Mar Portuguez - Fernando Pessoa



Ó mar salgado, quanto do teu sal
São lágrimas de Portugal!
Por te cruzarmos, quantas mães choraram,
Quantos filhos em vão resaram!
Quantas noivas ficaram por casar
Para que fosses nosso, ó mar!

Valeu a pena? Tudo vale a pena
Se a alma não é pequena.
Quem quere passar além do Bojador
Tem que passar além da dor.
Deus ao mar o perigo e o abysmo deu,
Mas nelle é que espelhou o céu.

Fernando Pessoa nasceu em 1888, em Lisboa, vindo a falecer na mesma cidade, em 1935, com apenas 47 anos. Órfão de pai ainda criança, passou a infância e a adolescência em Durban, na África do Sul, onde obteve educação inglesa, tornando-se um poeta bilíngue. Em 1905, prestes a ingressar na Universidade do Cabo, precisou voltar para Lisboa. Lá chegou a iniciar o Curso Superior de Letras, abandonando-o para instalar uma tipografia, que fracassou. Trabalhou obscuramente como correspondente estrangeiro – redator de cartas comerciais em inglês e francês –, atividade modesta, que acabou por sustentá-lo a maior parte da vida.

Embora tenha participado intensamente das publicações do Modernismo português, seu único livro publicado em vida foi Mensagem, obra com a qual participou de um concurso de poesia do Secretariado da Propaganda Nacional, em Lisboa, em 1934, pouco antes de morrer. O prêmio de segunda categoria que lhe deram, nessa última experiência literária, mostra o quanto não foi reconhecido em vida, embora tenha dedicado toda ela à arte e à poesia. Milhares de páginas têm sido escritas sobre sua criação, uma das maiores do século XX, ao lado de Eliot, Rilke, Pound, Lorca e alguns outros.

Além de Mensagem, escreveu Poemas completos de Alberto Caeiro, Odes de Ricardo Reis, Poesias de Álvaro de Campos, Poemas dramáticos, Poesias coligidas, Quadras ao gosto popular, Novas poesias inéditas. Em prosa, suas obras são: Páginas de Doutrina Estética, A nova poesia portuguesa, Análise da vida mental portuguesa, Apologia do paganismo e Páginas íntimas e de auto-interpretação.

Poeta filósofo, sutil e complexo, Fernando Pessoa escreve em redondilhas rimadas, fundamentalmente procurando reunir o “sentir” e o “pensar” (“ O que em mim sente ´stá pensando”).
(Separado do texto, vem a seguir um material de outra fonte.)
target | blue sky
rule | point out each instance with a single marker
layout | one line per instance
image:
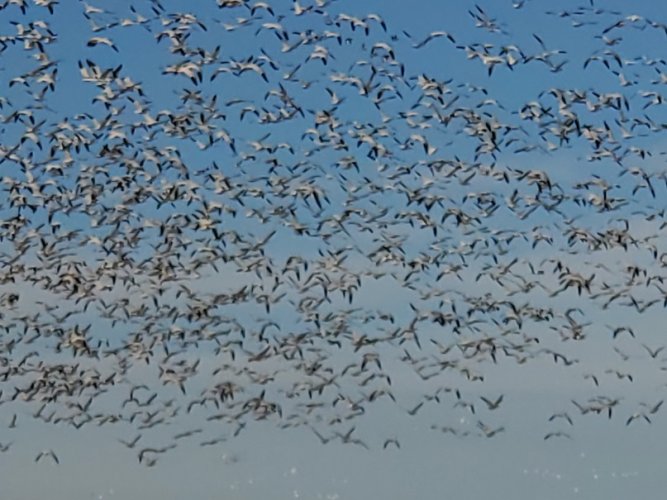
(270, 168)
A inquietação, a necessidade de compreender todas as coisas, a busca constante da consciência, que inclui saber ser ela uma impossibilidade, constituem algumas das características fundamentais de sua obra.

Fernando Pessoa é o poeta que conjuga lucidez e vidência, que se coloca entre o pendor para a paixão, o sonho, a entrega mágico-poética aos mistérios e a postura analítico-racional, de constante indagação crítica. Assim, fragmentou-se, multiplicou-se, reinventou-se, convivendo em profundidade com todas as grandes contradições do nosso tempo e recriando-as poeticamente, numa das monumentais obras-primas da poesia do século XX.
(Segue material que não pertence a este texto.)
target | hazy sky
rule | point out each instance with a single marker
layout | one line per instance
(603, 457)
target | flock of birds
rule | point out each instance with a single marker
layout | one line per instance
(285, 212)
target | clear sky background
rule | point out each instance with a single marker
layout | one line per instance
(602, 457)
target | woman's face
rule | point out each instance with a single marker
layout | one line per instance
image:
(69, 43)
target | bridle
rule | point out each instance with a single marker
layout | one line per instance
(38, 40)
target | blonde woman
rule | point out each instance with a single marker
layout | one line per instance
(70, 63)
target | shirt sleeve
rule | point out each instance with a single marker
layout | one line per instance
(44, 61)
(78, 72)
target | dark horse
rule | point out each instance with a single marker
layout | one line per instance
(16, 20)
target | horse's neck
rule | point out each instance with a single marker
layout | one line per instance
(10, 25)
Mensagem é sua obra em versos, ao mesmo tempo, líricos e épicos. Está dividida em três partes: I – Brasão; II – Mar Portuguez; III – O Encoberto. Nela, Pessoa recria a História de Portugal, a partir de Os Lusíadas, de Luís Vaz de Camões. Escrita no período neoclássico (século XVI), Os Lusíadas é considerada a maior epopeia existente em língua portuguesa, tendo imortalizado a glória e a soberania de Portugal, no período da expansão ultramarina.



No diálogo intertextual que Fernando Pessoa estabelece com Os Lusíadas para escrever Mensagem, percebe-se que o objetivo maior desta obra é restabelecer a grandeza messiânica da pátria, conquistada na época de Camões por meio das Grandes navegações Marítimas, e nunca mais recuperada. Em sua atmosfera mitopoética, visionária, Mensagem busca resgatar a glória e a soberania portuguesas, vendo a pátria predestinada a realizar um destino superior, tão nobre quanto o realizado no século XVI, mas de natureza metafísica, espiritual: a criação da Grande Poesia.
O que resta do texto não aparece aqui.